I recently despaired at the problem of Black Lives Matters offering no policy directions to improve policing and diminish police abuse of blacks. It therefore came as welcome news when I found out about Reimagine Oregon's surprisingly meaty list of policy demands, particularly their section on police divestments. A great deal of this has already been accomplished in some form or another (banning the use of chokeholds, mandated duty to report/intervene in cases of violence, making officer disciplinary records visible to the public) with many other particulars still on the table. Some correspond to reforms I have already proposed, but many strike me as commonsense beyond those:
  • Prevent contract arbitration from limiting disciplinary action.
  • Demilitarize the police, including ending (a) tear gas use, (b) sound cannons, and (c) flashbang grenades. (a) will be extremely difficult to implement (crowd control is still a legitimate function of government), but the other two ((b) especially) are so overused as to be serious problems.
  • Decriminalize public transportation fare evasion.
  • Prohibit public transportation fare evasion as justification for search warrants.
  • Remove sworn and armed officers from public university campuses. This is probably unlikely to happen, and in any case, how much of a problem does this realistically present? University campuses are hardly a hotbed of crime to begin with.

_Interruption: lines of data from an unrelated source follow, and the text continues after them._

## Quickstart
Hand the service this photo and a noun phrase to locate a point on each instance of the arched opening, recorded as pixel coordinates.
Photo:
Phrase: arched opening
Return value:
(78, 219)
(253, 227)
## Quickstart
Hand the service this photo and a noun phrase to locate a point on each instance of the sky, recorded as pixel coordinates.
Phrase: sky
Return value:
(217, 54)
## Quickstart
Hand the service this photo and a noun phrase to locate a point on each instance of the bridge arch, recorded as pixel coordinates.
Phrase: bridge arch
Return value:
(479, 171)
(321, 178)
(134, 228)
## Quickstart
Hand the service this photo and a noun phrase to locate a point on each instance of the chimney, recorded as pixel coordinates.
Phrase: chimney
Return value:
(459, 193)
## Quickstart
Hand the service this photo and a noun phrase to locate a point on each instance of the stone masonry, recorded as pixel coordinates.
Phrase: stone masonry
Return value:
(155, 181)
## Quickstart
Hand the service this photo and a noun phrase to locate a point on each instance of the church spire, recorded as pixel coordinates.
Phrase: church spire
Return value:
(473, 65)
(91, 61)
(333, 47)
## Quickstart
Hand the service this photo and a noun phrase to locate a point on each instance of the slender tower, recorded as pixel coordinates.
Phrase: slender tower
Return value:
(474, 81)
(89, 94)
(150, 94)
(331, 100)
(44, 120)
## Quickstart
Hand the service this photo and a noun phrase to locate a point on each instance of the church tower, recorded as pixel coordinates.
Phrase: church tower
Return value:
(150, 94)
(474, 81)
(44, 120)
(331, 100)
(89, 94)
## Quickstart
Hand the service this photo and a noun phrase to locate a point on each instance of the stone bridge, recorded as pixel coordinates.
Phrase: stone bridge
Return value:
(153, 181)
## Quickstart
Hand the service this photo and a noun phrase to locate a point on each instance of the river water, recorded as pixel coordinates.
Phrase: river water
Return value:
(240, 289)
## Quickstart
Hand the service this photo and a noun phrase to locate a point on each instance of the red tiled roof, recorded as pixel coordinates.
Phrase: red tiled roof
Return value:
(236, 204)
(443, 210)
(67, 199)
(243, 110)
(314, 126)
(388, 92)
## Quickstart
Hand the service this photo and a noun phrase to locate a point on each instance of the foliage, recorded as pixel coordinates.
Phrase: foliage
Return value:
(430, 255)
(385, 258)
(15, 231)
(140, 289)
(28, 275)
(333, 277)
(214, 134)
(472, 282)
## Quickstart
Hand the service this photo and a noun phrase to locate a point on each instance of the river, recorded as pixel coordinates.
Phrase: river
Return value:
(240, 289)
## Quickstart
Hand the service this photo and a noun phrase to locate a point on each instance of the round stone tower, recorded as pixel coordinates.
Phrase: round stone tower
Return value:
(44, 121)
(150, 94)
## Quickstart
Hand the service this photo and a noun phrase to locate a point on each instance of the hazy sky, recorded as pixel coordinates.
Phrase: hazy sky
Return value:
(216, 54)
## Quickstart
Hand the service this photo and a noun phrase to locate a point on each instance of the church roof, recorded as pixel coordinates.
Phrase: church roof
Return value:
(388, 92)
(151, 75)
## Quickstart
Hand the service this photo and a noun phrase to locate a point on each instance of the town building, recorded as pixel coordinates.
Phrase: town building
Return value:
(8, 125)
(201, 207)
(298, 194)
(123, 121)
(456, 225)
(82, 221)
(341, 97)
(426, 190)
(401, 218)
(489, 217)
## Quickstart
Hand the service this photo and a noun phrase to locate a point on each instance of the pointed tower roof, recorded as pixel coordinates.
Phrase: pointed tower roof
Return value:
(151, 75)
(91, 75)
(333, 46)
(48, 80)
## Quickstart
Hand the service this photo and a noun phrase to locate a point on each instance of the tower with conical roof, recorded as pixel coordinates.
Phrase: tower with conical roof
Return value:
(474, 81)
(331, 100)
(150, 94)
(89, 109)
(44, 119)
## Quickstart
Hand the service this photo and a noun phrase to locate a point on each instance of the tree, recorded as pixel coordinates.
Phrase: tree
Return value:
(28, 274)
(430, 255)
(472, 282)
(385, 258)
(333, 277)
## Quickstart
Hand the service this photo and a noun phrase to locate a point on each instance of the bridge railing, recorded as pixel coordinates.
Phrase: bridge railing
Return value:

  • Ban the receipt of militarized equipment (1033 transfers). This is well overdue.
  • Reconsider personnel public records requests. Police disciplinary records need to be public. Despite a nearly 60-year-old Supreme Court case, Brady v. Maryland, that has frequently been read to imply that police disciplinary records germane to court proceedings must be made available to the defense, it is frequently flouted in practice.
  • Consider the laws that allow expunction [expungement] without costs for people with no convictions in a certain number of years.
  • End 48 hour rule that delays police officer questioning after a charge of excessive force is raised.
  • Eliminate qualified immunity, duh.
There are other items aimed at the county and municipal levels, but this strikes me as a fine first crack at achievable line-items. The biggest single item missing, and the hardest one to implement, is ending police unions. The question in my mind is whether the Portland protesters have anything whatsoever to do with this group.